Mittwoch, Dezember 14, 2005

Wieviele Social Applications braucht der Mensch?

Wieviele Social Applications braucht der Mensch?
Social Apps entwickeln sich immer mehr vom Trend zum Hype. Waren es zunächst Flickr, Del.icio.us oder Hot-or-Not, so scheint mittlerweiler jeder darauf zu bauen, eine Online-Anwendung zu kreieren, die vom Miteinander der User lebt. Vor einiger Zeit erblickte nun ning.com das Licht der Welt: Ein "Playground", der nicht nur zahllose Social Apps zur Verfügungen stellen will, sondern auch jedermann und jederfrau erlaubt, eigene Ning-Apps zu entwickeln und der Gemeinschaft zur Verfügung zu stellen. Ob das funktioniert? ...

Ning kennt zwei Arten von Anwendern: normale User (die Registrierung ist unkompliziert und kostenfrei) sowie Developer. Auch Developer wird man kostenlos, allerdings kann die Freischaltung ein wenig dauern. Ist man "Developer" (besondere Kenntnisse werden dafür erst einmal nicht verlangt), so kann man vor allem bereits bestehende Ning-Apps klonen. Dazu liefert Ning schon mal einfache Nachbauten bekannter Social Apps mit. Das Problem: So entsteht aus einem Flickr-Nachbau ein Flickr-Nachbau-Klon, ein zweiter, ein dritter und schließlich ein dreimillionensiebenhundertzwölftausendachtundvierzigster. Mit ein wenig Engagement schafft es der ambitionierte "Developer" dann vielleicht noch, ein paar Texte, Farben und Layouts anzupassen. Nicht gerade spektakulär - und das größte Problem für Ning in der Zukunft. Was nämlich passiert mit all den Klon-Apps, die eigentlich niemand ernsthaft verwendet?

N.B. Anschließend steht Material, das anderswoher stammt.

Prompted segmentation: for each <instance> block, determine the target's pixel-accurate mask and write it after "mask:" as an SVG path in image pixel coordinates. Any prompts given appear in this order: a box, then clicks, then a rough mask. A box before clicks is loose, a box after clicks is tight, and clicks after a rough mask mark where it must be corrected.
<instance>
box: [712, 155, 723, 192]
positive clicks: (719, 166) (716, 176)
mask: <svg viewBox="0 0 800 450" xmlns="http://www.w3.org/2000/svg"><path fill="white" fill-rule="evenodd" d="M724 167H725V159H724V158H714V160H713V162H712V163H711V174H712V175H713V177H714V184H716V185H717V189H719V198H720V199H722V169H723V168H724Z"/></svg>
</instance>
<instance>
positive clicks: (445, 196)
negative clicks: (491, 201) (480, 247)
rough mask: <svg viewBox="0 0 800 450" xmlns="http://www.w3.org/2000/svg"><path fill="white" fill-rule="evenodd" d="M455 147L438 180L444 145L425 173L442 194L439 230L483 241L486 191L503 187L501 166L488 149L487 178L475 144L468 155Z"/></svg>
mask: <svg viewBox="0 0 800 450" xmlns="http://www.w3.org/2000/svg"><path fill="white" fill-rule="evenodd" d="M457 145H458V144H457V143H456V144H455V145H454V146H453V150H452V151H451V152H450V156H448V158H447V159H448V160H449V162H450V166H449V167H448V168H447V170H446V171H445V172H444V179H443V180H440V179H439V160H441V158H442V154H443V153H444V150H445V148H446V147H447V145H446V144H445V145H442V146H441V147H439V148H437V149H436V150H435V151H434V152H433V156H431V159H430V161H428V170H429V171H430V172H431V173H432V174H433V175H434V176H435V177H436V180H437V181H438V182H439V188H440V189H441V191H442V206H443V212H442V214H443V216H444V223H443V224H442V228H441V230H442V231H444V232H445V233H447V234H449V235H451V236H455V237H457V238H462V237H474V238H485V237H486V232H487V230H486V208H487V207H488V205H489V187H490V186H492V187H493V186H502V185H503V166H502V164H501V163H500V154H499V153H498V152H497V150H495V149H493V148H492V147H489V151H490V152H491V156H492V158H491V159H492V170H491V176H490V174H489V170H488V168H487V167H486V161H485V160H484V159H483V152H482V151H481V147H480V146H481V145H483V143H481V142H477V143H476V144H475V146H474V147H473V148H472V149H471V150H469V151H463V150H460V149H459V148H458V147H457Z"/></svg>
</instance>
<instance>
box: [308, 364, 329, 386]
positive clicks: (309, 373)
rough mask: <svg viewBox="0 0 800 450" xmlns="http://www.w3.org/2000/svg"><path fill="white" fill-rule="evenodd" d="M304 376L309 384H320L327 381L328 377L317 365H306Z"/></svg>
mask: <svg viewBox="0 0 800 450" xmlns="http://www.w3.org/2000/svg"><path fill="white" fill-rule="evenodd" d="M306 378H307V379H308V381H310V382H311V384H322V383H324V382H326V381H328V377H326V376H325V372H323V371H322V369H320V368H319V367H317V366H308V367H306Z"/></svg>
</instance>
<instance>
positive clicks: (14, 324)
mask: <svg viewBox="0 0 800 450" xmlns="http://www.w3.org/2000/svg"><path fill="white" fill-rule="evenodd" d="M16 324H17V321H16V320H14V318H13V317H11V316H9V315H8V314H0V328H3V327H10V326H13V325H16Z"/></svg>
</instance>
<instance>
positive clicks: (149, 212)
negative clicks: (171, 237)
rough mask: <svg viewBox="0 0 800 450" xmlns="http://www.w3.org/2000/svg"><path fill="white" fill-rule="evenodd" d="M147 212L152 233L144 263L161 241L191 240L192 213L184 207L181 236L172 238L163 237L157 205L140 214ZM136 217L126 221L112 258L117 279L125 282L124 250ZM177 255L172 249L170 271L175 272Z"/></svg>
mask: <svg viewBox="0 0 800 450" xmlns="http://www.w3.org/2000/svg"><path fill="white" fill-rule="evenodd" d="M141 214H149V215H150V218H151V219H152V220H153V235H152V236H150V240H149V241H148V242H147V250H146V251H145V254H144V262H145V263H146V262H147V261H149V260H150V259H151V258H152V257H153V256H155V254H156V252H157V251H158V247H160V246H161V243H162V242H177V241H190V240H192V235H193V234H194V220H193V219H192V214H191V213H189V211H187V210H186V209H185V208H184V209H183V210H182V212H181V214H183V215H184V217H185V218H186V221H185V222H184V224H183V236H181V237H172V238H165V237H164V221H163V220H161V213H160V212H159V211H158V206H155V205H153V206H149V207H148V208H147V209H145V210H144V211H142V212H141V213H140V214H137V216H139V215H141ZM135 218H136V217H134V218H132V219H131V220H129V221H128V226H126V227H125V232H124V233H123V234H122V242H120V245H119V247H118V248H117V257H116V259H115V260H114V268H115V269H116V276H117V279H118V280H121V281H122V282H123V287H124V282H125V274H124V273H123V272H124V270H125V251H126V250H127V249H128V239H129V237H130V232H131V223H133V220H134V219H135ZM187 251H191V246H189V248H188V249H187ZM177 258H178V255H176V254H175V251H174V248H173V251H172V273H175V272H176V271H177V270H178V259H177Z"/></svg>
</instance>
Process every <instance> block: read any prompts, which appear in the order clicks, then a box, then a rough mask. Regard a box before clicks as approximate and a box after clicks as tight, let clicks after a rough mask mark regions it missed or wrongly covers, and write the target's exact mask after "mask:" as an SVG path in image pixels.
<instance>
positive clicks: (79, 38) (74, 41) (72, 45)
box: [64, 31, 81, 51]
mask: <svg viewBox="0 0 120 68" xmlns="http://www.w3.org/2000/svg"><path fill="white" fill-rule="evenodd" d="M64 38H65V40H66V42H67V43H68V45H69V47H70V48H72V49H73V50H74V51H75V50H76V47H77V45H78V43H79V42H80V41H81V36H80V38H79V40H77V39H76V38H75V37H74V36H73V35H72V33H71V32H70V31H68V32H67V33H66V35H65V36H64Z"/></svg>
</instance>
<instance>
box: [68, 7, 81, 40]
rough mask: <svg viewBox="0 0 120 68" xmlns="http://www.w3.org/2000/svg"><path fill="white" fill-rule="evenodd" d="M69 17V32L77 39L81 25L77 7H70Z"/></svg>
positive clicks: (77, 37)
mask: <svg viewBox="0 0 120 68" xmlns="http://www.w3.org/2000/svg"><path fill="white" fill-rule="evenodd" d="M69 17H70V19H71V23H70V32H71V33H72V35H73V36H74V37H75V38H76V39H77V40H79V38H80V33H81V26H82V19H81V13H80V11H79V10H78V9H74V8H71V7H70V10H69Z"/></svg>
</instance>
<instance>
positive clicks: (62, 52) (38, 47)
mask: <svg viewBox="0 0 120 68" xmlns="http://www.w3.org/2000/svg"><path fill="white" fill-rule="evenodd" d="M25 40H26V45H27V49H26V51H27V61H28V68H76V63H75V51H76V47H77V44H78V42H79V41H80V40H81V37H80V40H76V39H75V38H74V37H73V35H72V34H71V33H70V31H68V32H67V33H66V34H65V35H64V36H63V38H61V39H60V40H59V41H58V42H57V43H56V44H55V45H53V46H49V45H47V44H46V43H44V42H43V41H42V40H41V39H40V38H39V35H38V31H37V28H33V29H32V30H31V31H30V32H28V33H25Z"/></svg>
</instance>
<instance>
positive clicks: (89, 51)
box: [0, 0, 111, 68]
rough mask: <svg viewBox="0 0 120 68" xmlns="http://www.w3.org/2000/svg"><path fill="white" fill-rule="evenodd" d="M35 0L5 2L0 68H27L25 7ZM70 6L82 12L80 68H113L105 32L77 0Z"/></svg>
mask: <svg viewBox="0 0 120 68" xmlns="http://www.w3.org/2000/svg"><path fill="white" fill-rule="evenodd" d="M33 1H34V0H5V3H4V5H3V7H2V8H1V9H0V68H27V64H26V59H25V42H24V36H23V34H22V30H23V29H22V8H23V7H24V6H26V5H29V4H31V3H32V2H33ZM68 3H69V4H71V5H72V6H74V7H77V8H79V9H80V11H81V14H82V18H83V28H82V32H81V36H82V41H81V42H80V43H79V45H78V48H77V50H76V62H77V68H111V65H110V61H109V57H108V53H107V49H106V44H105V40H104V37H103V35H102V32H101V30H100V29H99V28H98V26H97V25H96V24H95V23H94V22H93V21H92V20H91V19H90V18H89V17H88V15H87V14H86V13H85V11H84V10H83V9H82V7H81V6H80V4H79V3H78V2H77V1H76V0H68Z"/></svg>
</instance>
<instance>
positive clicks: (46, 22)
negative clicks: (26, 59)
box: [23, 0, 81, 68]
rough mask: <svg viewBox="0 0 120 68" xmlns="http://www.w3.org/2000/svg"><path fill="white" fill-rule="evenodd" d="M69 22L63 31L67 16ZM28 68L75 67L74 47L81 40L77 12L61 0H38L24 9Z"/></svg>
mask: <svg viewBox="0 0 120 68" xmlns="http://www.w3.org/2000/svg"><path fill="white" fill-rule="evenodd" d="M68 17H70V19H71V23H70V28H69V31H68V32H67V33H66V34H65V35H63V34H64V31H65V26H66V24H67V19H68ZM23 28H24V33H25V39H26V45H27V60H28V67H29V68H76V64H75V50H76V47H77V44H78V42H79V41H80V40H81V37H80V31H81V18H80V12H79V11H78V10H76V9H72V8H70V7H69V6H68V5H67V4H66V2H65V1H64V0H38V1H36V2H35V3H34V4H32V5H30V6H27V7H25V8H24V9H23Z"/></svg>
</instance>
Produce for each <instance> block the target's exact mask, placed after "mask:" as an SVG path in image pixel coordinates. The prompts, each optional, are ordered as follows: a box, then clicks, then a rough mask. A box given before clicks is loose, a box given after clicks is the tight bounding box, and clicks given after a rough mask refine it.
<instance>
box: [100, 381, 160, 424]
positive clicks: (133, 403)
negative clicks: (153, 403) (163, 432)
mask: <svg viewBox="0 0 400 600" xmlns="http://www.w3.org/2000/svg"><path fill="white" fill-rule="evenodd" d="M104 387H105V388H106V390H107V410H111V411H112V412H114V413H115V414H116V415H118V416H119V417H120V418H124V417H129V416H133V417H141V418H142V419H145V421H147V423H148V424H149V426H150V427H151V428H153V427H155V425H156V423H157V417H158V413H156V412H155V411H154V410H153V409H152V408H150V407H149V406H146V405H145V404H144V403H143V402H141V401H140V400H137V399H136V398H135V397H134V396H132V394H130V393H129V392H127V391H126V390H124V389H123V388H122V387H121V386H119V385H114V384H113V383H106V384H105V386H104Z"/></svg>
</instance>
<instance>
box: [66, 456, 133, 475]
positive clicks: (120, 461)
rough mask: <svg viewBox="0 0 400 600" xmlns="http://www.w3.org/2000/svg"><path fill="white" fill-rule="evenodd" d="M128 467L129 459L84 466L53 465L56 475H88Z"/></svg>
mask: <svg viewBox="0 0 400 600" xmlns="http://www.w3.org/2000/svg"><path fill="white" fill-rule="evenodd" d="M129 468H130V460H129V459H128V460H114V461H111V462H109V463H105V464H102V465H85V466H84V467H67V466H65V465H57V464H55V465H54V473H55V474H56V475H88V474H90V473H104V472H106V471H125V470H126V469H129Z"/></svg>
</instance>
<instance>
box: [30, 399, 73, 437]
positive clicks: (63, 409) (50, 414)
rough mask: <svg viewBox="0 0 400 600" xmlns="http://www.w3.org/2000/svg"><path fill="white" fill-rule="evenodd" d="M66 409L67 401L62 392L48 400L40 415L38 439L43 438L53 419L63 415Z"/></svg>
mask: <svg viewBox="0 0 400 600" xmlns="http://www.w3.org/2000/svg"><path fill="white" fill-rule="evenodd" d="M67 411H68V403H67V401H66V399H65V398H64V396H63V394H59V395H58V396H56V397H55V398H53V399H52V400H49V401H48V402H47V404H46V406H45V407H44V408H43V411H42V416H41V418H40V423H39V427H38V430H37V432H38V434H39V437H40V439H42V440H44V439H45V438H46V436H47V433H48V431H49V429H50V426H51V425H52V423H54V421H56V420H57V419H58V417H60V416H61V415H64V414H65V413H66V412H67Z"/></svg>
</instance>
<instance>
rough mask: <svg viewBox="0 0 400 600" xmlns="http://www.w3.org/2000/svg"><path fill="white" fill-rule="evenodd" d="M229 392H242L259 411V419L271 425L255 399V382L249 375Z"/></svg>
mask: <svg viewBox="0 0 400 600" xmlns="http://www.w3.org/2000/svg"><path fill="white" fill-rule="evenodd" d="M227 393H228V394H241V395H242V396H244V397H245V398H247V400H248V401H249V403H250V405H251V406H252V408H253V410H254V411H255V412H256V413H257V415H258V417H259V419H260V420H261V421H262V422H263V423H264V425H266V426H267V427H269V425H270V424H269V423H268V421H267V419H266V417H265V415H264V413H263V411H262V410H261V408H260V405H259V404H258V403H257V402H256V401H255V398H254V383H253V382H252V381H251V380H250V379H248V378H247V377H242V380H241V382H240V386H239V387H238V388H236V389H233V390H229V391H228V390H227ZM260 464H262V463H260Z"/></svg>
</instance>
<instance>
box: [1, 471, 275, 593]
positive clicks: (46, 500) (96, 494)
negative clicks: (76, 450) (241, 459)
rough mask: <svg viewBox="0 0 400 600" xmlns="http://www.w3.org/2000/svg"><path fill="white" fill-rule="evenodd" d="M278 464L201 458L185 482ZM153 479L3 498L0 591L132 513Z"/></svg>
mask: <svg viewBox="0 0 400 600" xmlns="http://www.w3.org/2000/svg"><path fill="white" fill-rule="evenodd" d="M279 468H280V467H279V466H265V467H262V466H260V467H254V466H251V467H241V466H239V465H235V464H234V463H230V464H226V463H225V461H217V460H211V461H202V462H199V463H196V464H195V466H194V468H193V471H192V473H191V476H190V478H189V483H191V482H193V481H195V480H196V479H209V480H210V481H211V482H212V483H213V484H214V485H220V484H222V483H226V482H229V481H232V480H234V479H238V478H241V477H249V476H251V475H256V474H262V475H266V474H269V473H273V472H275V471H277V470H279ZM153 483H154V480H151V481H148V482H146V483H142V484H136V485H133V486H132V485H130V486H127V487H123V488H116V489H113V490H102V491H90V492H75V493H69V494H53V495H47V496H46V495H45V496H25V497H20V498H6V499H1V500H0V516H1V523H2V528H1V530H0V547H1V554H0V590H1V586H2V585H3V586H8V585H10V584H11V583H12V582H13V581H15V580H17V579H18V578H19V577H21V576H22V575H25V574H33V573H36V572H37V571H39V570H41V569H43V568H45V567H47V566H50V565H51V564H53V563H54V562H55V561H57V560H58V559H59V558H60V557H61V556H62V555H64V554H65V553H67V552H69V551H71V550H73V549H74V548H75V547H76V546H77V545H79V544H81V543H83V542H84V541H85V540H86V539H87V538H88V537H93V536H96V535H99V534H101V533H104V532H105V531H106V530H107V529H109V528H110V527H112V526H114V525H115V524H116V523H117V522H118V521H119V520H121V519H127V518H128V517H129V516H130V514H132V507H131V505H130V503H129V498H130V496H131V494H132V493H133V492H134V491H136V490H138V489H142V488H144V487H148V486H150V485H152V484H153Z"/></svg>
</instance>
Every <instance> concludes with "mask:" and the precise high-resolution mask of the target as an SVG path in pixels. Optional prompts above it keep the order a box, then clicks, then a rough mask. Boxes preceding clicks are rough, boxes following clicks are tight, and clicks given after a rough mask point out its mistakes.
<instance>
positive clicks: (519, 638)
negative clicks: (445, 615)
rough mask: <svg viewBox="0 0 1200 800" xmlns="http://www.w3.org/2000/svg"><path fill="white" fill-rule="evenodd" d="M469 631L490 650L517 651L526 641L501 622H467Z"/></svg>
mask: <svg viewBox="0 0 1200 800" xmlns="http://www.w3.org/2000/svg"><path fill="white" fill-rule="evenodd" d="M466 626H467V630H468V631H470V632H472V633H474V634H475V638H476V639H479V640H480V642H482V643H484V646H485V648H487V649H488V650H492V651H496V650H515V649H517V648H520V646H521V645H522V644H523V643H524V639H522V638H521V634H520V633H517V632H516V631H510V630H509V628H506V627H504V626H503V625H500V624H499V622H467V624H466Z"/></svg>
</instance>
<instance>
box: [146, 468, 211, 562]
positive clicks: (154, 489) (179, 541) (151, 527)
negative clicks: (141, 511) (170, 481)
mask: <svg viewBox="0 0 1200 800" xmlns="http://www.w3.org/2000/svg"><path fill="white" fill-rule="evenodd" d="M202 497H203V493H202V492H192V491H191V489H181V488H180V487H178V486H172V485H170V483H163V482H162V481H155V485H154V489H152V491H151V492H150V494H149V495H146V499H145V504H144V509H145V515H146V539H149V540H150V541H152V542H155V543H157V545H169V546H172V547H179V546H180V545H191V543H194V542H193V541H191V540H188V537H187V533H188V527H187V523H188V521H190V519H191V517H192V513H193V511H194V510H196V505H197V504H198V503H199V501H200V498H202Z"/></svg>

Ernsthafte Developer können mit Ning durchaus mehr anfangen: Wer fundierte PHP-Kenntnisse hat, kann Ning-Apps beliebig modifizieren ... oder sogar komplett neu entwickeln. Dazu gibt es ein spezielles PHP-API, das zahlreiche Bausteine für die Entwicklung von Social Apps bereitstellt. Dieses Framework wird zudem weiterentwickelt, so dass hier tatsächlich ein Baukastensystem entsteht. Allerdings: Für ernsthafte Programmierer ist Ning wohl wirklich nur als Spielwiese geeignet - schließlich gehen die eigenen Entwicklungen wieder in das Gemeingut über, können wiederum geklont und von anderen modifiziert werden. Künftig sollen irgendwann Premium-Accounts geschaffen werden (dann kostenpflichtig) und damit könnte dann vielleicht ein Developer wirklich von seiner Entwicklung exklusiv profitieren. So ist Ning erst mal wirklich nur ein Spielplatz, auf dem man sich mit einem API für Social Apps ein wenig beschäftigen kann in den langen Winterabenden, die jetzt kommen.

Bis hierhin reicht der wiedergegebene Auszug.